One of the July 7 London bombers, Mohammed Siddique Khan, instructed his fellow terrorists in how they could look at women; on his martyr video he rants about real Muslim men (jihadis) and wimps (the rest). Before he killed the Dutch filmmaker Theo Van Gogh, Mohammed Bouyeri tried to knife a young man he believed was having (consensual) sex with his sister. And so on.
In an article last month, "The Age of Horrorism" (it can be read on The Guardian website), Amis traced the sexual frustrations of the father of Islamist thought, Sayyid Qutb. While in America in 1949, Qutb became disgusted by - and obsessed with - what he saw as the lewdness of American women.

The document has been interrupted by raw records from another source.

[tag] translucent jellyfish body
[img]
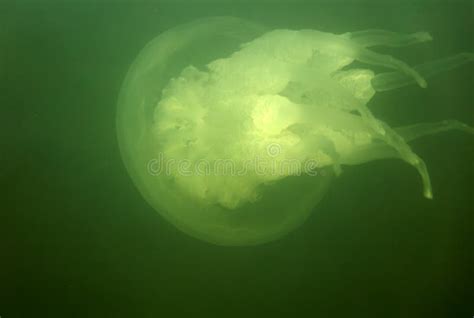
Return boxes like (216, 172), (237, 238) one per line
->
(117, 17), (473, 245)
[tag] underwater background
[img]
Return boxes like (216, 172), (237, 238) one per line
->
(0, 0), (474, 318)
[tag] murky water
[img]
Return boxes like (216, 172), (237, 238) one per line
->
(0, 0), (474, 318)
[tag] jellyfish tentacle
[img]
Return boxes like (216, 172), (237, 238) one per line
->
(374, 121), (433, 199)
(357, 49), (427, 88)
(395, 119), (474, 142)
(347, 29), (433, 47)
(371, 52), (474, 92)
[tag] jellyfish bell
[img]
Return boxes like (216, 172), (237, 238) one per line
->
(117, 17), (474, 245)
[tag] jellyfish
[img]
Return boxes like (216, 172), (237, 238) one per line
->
(117, 17), (474, 246)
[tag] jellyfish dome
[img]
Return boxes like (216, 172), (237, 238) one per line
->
(117, 17), (474, 245)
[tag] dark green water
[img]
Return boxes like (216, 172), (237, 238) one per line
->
(0, 0), (474, 318)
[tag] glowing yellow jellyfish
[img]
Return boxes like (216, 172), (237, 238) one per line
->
(117, 17), (473, 245)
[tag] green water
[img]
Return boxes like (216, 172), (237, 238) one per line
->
(0, 0), (474, 318)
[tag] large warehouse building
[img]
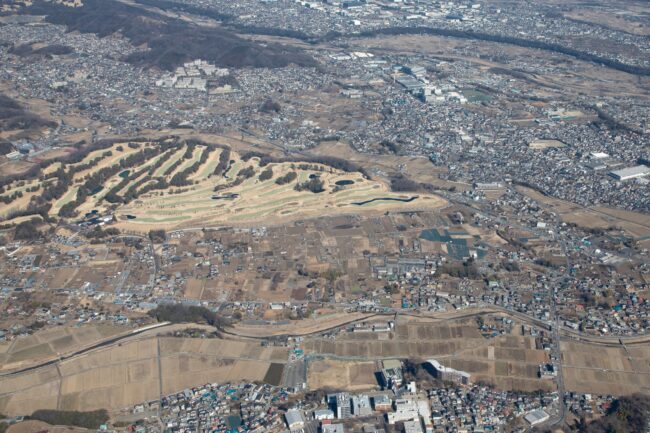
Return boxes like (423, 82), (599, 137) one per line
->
(424, 359), (471, 385)
(609, 165), (650, 180)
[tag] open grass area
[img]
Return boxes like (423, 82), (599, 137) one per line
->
(3, 140), (446, 232)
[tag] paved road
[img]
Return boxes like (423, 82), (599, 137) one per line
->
(0, 322), (171, 377)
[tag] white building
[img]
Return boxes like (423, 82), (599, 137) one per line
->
(524, 409), (550, 426)
(404, 420), (424, 433)
(284, 409), (305, 430)
(609, 165), (650, 181)
(321, 424), (345, 433)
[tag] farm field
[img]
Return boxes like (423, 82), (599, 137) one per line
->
(0, 336), (288, 415)
(307, 359), (378, 391)
(305, 319), (554, 391)
(0, 325), (129, 372)
(562, 342), (650, 394)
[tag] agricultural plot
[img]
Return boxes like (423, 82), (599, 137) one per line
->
(307, 359), (378, 392)
(0, 334), (288, 414)
(562, 342), (650, 394)
(305, 319), (554, 391)
(0, 325), (127, 371)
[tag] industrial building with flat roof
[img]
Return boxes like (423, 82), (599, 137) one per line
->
(425, 359), (471, 385)
(524, 409), (549, 426)
(609, 165), (650, 180)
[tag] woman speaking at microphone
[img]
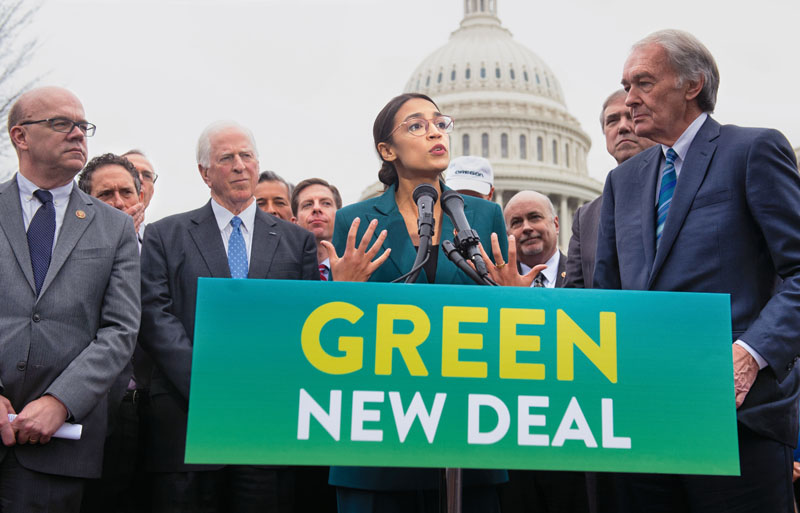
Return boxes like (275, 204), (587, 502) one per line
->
(323, 93), (538, 513)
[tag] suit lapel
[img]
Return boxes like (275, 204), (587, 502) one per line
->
(0, 176), (36, 293)
(635, 144), (661, 273)
(555, 250), (567, 289)
(647, 118), (719, 288)
(189, 201), (231, 278)
(372, 185), (412, 279)
(247, 209), (281, 278)
(39, 184), (97, 297)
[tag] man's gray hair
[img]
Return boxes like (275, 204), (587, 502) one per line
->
(258, 170), (294, 199)
(197, 121), (258, 168)
(600, 89), (628, 131)
(632, 29), (719, 112)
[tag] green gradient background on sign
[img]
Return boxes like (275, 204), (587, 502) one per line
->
(186, 278), (739, 475)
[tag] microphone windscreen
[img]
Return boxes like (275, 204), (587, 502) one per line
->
(412, 183), (439, 203)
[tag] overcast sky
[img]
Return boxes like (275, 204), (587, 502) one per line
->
(4, 0), (800, 221)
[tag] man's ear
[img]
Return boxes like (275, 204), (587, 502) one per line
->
(685, 75), (706, 101)
(8, 126), (28, 150)
(378, 142), (397, 162)
(197, 164), (211, 188)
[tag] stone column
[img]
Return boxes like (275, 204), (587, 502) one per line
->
(558, 194), (572, 253)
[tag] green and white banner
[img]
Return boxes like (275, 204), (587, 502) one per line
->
(186, 278), (739, 475)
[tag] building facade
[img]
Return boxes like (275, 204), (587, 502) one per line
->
(362, 0), (603, 251)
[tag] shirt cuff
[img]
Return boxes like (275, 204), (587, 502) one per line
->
(734, 340), (769, 370)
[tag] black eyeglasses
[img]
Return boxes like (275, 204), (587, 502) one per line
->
(20, 118), (97, 137)
(139, 171), (158, 183)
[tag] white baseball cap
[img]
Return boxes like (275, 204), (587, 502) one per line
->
(444, 155), (494, 196)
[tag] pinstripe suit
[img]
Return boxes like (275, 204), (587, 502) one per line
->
(0, 177), (140, 478)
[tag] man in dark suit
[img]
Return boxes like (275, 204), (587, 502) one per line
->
(564, 89), (655, 289)
(139, 122), (319, 512)
(78, 153), (148, 513)
(503, 191), (567, 288)
(594, 30), (800, 513)
(500, 191), (588, 513)
(0, 87), (140, 513)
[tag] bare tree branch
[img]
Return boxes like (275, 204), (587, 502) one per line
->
(0, 0), (41, 180)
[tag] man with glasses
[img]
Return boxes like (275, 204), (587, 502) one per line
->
(139, 122), (319, 513)
(122, 149), (158, 242)
(0, 87), (140, 513)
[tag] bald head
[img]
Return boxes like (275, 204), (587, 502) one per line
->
(503, 191), (558, 267)
(8, 87), (87, 189)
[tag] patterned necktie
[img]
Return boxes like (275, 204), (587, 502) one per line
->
(228, 216), (247, 278)
(28, 189), (56, 296)
(656, 148), (678, 249)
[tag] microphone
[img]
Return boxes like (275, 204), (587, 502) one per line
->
(442, 240), (486, 285)
(398, 183), (439, 283)
(411, 183), (439, 241)
(441, 190), (489, 277)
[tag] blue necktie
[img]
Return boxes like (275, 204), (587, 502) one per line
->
(656, 148), (678, 249)
(228, 216), (247, 278)
(28, 189), (56, 296)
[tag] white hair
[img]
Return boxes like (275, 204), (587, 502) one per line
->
(197, 121), (258, 168)
(633, 30), (719, 112)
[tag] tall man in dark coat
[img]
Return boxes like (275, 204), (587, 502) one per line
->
(139, 122), (319, 512)
(0, 87), (140, 513)
(564, 89), (655, 289)
(594, 30), (800, 513)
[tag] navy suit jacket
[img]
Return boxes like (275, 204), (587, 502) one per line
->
(594, 117), (800, 446)
(564, 196), (603, 289)
(330, 185), (508, 490)
(139, 202), (319, 472)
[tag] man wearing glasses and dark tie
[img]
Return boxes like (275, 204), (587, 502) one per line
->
(0, 87), (140, 513)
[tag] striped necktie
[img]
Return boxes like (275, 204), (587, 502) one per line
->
(228, 216), (248, 278)
(656, 148), (678, 249)
(28, 189), (56, 296)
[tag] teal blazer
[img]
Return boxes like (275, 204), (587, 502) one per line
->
(330, 185), (508, 490)
(333, 184), (508, 285)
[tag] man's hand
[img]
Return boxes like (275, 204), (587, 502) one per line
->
(733, 344), (758, 408)
(321, 217), (392, 281)
(478, 233), (547, 287)
(11, 395), (67, 444)
(123, 203), (144, 233)
(0, 395), (17, 446)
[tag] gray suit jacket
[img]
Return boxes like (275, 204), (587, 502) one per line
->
(139, 202), (319, 472)
(0, 177), (140, 477)
(564, 196), (603, 289)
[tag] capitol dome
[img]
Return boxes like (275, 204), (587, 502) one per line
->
(362, 0), (602, 251)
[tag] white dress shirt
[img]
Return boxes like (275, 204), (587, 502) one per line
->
(655, 112), (767, 369)
(519, 250), (561, 289)
(211, 198), (256, 267)
(17, 173), (75, 252)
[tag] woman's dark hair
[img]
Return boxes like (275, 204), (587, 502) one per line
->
(372, 93), (439, 187)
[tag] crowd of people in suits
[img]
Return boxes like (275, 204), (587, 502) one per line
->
(0, 30), (800, 513)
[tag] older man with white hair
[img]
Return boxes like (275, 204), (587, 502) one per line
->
(139, 122), (319, 512)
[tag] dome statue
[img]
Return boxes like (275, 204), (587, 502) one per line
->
(362, 0), (602, 251)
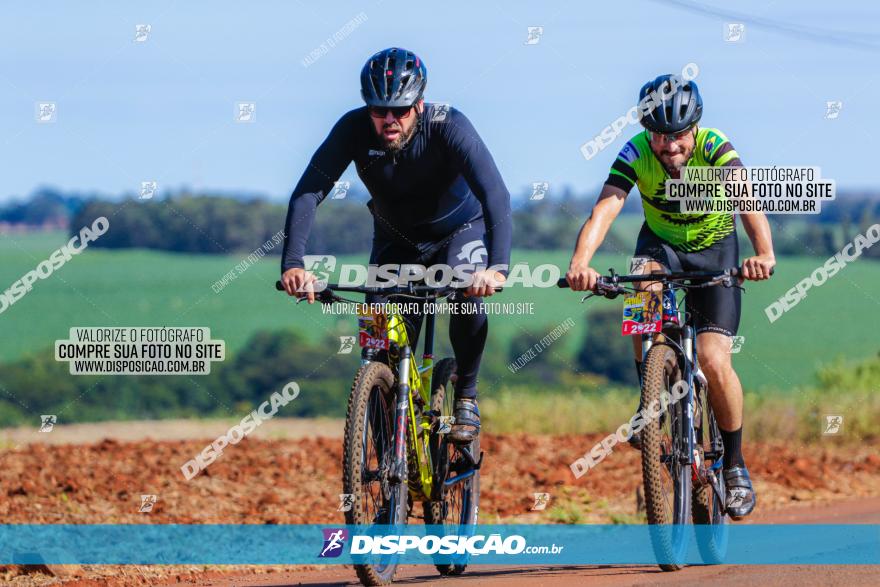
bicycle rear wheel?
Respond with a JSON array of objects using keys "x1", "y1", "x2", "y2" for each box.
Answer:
[
  {"x1": 693, "y1": 368, "x2": 729, "y2": 565},
  {"x1": 342, "y1": 362, "x2": 408, "y2": 585},
  {"x1": 422, "y1": 359, "x2": 480, "y2": 575},
  {"x1": 642, "y1": 343, "x2": 691, "y2": 571}
]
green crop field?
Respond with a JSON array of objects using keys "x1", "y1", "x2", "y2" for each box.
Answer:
[{"x1": 0, "y1": 230, "x2": 880, "y2": 390}]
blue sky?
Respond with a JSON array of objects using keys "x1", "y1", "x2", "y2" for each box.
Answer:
[{"x1": 0, "y1": 0, "x2": 880, "y2": 202}]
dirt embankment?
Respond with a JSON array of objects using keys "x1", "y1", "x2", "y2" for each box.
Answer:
[{"x1": 0, "y1": 424, "x2": 880, "y2": 585}]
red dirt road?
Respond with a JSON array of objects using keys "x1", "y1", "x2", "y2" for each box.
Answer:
[
  {"x1": 0, "y1": 423, "x2": 880, "y2": 587},
  {"x1": 168, "y1": 498, "x2": 880, "y2": 587}
]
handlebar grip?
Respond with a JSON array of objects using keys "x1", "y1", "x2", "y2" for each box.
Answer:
[{"x1": 730, "y1": 265, "x2": 776, "y2": 277}]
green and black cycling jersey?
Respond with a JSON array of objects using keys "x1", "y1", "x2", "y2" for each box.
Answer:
[{"x1": 605, "y1": 128, "x2": 742, "y2": 252}]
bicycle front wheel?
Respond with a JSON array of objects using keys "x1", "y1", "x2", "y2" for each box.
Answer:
[
  {"x1": 342, "y1": 362, "x2": 408, "y2": 585},
  {"x1": 642, "y1": 343, "x2": 691, "y2": 571}
]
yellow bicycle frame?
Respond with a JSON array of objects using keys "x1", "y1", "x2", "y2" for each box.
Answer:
[{"x1": 358, "y1": 306, "x2": 434, "y2": 501}]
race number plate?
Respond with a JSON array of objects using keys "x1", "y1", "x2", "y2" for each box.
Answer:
[
  {"x1": 358, "y1": 309, "x2": 389, "y2": 350},
  {"x1": 620, "y1": 291, "x2": 663, "y2": 336}
]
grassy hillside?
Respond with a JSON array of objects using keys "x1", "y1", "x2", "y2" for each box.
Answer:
[{"x1": 0, "y1": 233, "x2": 880, "y2": 390}]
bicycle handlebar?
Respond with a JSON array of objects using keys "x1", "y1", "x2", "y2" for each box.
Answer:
[
  {"x1": 275, "y1": 281, "x2": 504, "y2": 297},
  {"x1": 556, "y1": 267, "x2": 775, "y2": 297}
]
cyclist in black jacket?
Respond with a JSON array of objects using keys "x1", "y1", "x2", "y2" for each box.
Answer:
[{"x1": 281, "y1": 48, "x2": 512, "y2": 443}]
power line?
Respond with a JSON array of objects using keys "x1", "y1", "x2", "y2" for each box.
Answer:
[{"x1": 653, "y1": 0, "x2": 880, "y2": 51}]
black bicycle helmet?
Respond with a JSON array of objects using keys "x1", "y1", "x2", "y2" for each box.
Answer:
[
  {"x1": 639, "y1": 74, "x2": 703, "y2": 134},
  {"x1": 361, "y1": 47, "x2": 428, "y2": 108}
]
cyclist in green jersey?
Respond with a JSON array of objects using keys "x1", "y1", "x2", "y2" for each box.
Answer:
[{"x1": 566, "y1": 75, "x2": 776, "y2": 519}]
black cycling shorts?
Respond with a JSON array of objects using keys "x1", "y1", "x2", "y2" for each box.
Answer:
[{"x1": 633, "y1": 224, "x2": 742, "y2": 336}]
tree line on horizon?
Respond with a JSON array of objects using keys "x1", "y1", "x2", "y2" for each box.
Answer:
[{"x1": 0, "y1": 188, "x2": 880, "y2": 258}]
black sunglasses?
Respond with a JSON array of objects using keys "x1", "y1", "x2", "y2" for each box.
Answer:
[{"x1": 369, "y1": 106, "x2": 412, "y2": 120}]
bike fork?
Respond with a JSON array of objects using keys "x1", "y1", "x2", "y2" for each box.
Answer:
[
  {"x1": 389, "y1": 346, "x2": 411, "y2": 483},
  {"x1": 681, "y1": 325, "x2": 698, "y2": 464}
]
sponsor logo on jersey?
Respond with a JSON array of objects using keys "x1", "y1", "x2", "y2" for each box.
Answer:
[{"x1": 618, "y1": 141, "x2": 639, "y2": 165}]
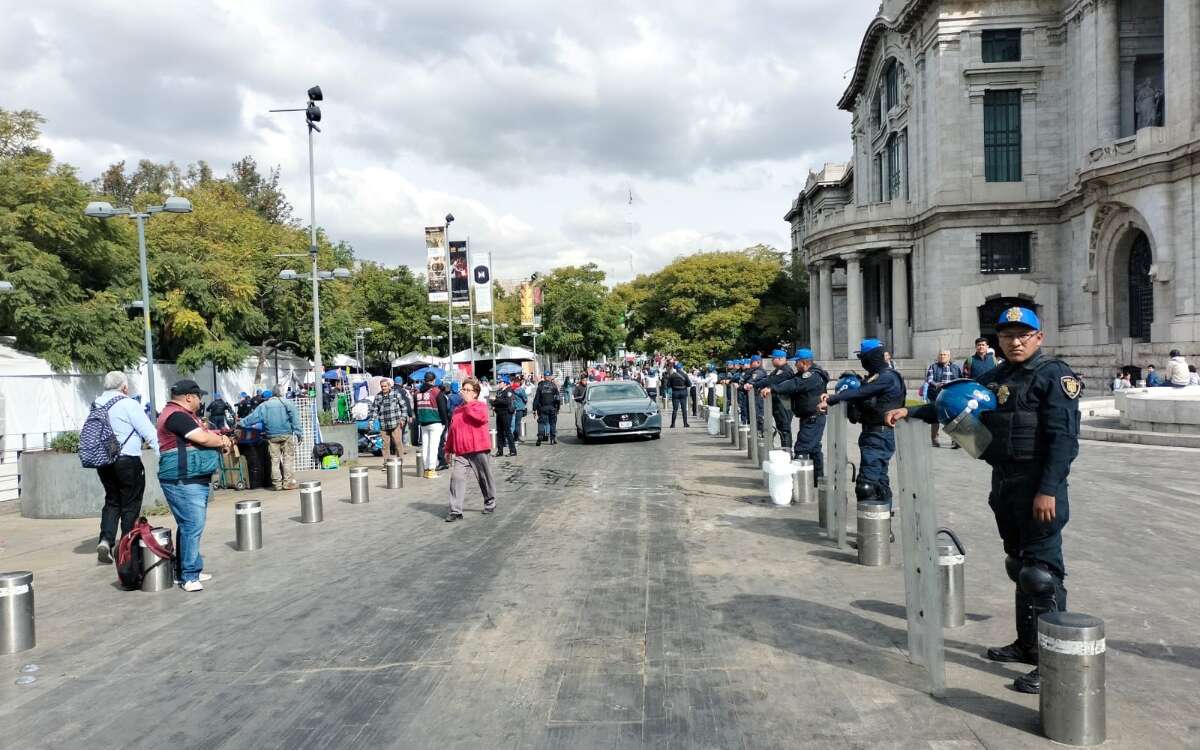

To Amis it leads to an inescapable conclusion. The suppression of women is not only breeding jihadis, it is caging Muslims in ignorance and backwardness. His answer: get girls into school, spark a women's revolution, spend some of the $300 billion that was spent on Iraq on raising consciousness in the Islamic world.
It is an excellent thought. My problem is with the way Amis expresses it. Because, he writes, the Koran grants men sweeping powers over women and hence spares them the need to think, "no doubt the impulse towards rational inquiry is by now very weak in the rank and file of the Muslim male". It is women, then, who will save Islam. But this is surely a false duality; the sexes cannot be split so easily. Many Muslim women are also devout, as scornful of secularism as Amis is of faith.
Can Westerners find a way to talk about their differences with Muslims without being superior? This is hard: for many, the relative position of women is the conclusive evidence that shows why the West is better. But the sort of consciousness-raising Amis advocates would have to be done with humility or it would fail. To put it simply, I can't change you if I am not also open to the possibility that you have things to show me.
"It's their own past they [Muslims] are pissed off about; their great decline," Amis said in a recent interview. And: "They hate us for letting our children have sex and take drugs - well, they've got to stop their children killing people."
These generalisations have a note of contempt. It's a pity, because I reckon he's onto something about the women.